Marco Severini, nel suo studio “Dieci donne. Storia delle prime elettrici italiane”, cerca di restituire la memoria dovuta alle prime 10 elettrici della storia italiana. Nel 1906, più di 40 anni prima dell’estensione del suffragio alla componente femminile della popolazione, 10 maestre di Senigallia, nelle Marche, ebbero per ben 10 mesi il titolo di elettrici. Questo grazie a un’omissione nell’allora carta costituzionale, lo Statuto Albertino, che non citava esplicitamente le donne nella categoria degli interdetti al voto. Il movimento femminista di allora, accortosi del vuoto legislativo, decise di avviare un’azione in tutto il paese, esortando le donne ad andare ad iscriversi nei seggi elettorali. Inizialmente vennero ammesse quasi tutte le richiedenti, ma in un secondo momento i procuratori regi fecero un ricorso che vinsero, tranne alla Corte d’Appello di Senigallia, presieduta dall’insigne giurista Ludovico Mortara, che per primo riconobbe il diritto di voto alle donne. Il suo pensiero si ispirava ad un’idea dinamica del diritto, che sapesse interpretare in modo organico ed elastico i bisogni e i cambiamenti della società, senza mai cadere nella facile trappola dell’appiattimento sulle singole leggi e dei codicilli. La sentenza Mortara del 1906 ebbe una grande risonanza e suscitò le ire e l’opposizione di tutto il mondo giuridico italiano e della stampa, ma il giudice nel 1919 si prese la sua piccola rivincita: una volta divenuto ministro di Grazia e Giustizia tra i suoi primi provvedimenti vi fu l’abolizione della potestà maritale (il diritto del marito di operare scelte in vece della moglie), inoltre aprì molte delle professioni, fino ad allora precluse, alle donne.
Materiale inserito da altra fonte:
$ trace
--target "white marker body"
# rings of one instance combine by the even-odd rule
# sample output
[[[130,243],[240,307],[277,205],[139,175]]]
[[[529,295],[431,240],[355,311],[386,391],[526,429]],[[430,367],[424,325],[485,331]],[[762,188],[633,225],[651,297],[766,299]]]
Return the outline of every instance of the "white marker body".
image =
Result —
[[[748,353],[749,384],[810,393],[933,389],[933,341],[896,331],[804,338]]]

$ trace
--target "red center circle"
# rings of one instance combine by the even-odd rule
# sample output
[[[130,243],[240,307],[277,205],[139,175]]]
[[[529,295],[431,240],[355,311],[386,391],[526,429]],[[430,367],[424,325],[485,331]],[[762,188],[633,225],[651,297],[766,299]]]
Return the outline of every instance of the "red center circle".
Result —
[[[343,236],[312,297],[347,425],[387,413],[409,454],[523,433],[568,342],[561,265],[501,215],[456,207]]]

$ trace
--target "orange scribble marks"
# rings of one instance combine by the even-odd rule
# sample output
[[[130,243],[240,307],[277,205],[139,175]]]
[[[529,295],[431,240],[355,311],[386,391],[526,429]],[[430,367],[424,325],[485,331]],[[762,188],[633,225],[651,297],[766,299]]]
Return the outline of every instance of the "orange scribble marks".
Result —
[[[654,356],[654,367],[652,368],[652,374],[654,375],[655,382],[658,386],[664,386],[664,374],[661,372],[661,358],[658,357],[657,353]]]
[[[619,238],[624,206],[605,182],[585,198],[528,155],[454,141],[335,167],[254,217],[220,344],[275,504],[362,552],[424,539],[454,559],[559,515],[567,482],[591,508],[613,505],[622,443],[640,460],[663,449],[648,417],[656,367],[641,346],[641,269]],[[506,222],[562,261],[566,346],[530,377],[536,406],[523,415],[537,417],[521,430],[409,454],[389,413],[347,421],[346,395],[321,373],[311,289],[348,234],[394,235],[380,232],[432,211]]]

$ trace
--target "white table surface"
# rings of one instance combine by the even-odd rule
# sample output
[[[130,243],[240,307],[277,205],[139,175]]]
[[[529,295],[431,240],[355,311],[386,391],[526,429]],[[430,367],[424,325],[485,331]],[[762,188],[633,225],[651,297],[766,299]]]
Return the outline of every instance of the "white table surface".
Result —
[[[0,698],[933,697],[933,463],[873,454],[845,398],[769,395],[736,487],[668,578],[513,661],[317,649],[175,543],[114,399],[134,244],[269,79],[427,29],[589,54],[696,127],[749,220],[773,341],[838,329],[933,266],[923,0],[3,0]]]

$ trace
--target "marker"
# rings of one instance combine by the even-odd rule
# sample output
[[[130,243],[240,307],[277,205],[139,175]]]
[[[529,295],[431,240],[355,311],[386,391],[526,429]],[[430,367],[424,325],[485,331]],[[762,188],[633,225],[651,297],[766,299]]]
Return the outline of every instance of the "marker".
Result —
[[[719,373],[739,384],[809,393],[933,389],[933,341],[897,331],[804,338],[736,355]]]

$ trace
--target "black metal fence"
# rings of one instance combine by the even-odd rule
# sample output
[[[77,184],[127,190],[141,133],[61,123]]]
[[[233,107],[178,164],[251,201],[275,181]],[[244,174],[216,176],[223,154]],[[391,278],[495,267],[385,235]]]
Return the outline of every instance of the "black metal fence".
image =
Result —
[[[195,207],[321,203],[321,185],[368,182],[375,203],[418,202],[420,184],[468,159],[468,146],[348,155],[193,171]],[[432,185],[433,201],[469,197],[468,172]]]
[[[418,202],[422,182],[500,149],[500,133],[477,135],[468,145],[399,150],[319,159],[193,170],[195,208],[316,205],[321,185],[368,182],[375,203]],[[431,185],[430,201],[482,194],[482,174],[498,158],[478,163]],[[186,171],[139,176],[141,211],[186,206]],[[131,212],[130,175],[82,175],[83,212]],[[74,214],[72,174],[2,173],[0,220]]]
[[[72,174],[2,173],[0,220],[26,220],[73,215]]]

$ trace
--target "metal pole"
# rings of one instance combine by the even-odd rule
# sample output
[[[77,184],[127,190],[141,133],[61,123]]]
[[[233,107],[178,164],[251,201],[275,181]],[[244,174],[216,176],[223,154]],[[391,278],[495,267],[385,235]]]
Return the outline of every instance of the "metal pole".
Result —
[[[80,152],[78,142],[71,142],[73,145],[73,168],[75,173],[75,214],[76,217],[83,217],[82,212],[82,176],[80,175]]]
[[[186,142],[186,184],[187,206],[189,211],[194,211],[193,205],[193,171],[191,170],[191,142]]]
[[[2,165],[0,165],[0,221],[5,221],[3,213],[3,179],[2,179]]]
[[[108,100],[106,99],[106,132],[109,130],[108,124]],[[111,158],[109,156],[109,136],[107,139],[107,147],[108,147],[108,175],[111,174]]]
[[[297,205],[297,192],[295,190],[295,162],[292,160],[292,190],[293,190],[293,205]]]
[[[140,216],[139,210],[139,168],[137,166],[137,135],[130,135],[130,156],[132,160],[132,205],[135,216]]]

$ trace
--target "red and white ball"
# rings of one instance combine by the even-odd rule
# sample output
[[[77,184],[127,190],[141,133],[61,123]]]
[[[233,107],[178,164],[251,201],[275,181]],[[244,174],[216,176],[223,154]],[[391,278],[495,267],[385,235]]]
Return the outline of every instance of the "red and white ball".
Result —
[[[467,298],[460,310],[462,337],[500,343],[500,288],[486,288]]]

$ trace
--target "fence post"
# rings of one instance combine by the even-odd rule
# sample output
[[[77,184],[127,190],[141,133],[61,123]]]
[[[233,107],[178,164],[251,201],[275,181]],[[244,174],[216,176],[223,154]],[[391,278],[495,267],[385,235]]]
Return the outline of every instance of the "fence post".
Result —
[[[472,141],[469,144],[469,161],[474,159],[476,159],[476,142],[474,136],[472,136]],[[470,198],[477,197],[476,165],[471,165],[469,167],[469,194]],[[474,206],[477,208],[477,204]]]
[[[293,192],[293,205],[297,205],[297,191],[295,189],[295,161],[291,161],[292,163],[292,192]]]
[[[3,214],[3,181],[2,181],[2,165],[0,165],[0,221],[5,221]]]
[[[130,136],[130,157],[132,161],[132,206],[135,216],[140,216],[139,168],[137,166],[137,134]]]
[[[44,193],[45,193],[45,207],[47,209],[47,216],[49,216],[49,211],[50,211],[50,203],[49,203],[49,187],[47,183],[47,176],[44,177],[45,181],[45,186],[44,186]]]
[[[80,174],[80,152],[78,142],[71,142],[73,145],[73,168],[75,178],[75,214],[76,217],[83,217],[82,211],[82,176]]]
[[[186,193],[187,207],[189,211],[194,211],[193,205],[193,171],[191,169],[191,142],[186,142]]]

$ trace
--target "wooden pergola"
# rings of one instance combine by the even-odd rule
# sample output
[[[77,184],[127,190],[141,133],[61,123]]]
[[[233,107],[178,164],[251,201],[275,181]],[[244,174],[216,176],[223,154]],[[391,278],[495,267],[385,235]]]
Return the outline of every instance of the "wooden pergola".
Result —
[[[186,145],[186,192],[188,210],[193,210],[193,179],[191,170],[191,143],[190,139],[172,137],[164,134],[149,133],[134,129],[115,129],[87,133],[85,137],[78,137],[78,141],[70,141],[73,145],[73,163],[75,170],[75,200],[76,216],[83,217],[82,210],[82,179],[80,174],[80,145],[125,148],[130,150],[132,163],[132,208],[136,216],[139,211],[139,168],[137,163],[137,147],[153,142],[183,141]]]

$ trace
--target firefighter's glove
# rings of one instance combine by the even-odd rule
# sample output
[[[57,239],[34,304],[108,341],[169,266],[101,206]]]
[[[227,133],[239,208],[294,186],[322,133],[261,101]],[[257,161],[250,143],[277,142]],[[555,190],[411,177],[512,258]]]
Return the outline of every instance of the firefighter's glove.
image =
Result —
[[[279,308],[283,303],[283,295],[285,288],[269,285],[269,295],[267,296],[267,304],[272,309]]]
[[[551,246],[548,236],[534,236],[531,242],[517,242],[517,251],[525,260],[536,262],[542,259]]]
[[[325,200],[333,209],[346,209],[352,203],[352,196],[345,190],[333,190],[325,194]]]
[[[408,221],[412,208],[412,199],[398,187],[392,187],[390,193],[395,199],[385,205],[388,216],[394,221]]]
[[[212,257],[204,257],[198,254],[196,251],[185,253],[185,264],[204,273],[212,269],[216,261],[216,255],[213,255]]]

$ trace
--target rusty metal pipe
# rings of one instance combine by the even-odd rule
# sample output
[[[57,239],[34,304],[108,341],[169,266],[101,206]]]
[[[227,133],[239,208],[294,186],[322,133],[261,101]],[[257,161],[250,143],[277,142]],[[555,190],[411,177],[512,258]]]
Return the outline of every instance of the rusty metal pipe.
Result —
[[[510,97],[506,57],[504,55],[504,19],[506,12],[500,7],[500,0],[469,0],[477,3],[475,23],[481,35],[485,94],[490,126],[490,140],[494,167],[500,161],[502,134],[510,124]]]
Grazie agli studi di Emma Schiavon sulle prime coraggiose elettrici, l’importanza del recupero memoriale e storicistico entra dalla porta principale nel discorso pubblico. La Schiavon, a tal fine, partecipa attivamente agli studi dell’Archivio delle Donne del Piemonte.
Infine Maria Agnese Vercelletti Moffa, Presidente della Consulta femminile regionale del Piemonte, illustra la mostra permanente al Museo del Carcere le Nuove, a Torino: “Con forza ed intelligenza” e “Dall’uguaglianza all’intelligenza”.
Il valore di questi lavori sta nel tentativo di diffondere la memoria della storia delle donne, soprattutto nelle nuove generazioni. Le donne, soprattutto quelle più istruite come le maestre, sono riuscite nel tempo a “strappare” quei diritti che ci stanno lentamente portando verso la parità.
Questo processo non si può definire concluso ed è un dovere morale della vecchia generazione far conoscere alle giovani donne chi ha conquistato i diritti per loro, con gli obiettivi espliciti sia di conservare quelli già acquisiti sia di portare avanti il processo di parificazione dei generi. Per giungere alla piena fruizione dei diritti di parità occorre un cambio culturale che può avvenire solo grazie alle giovani donne e ai giovani uomini.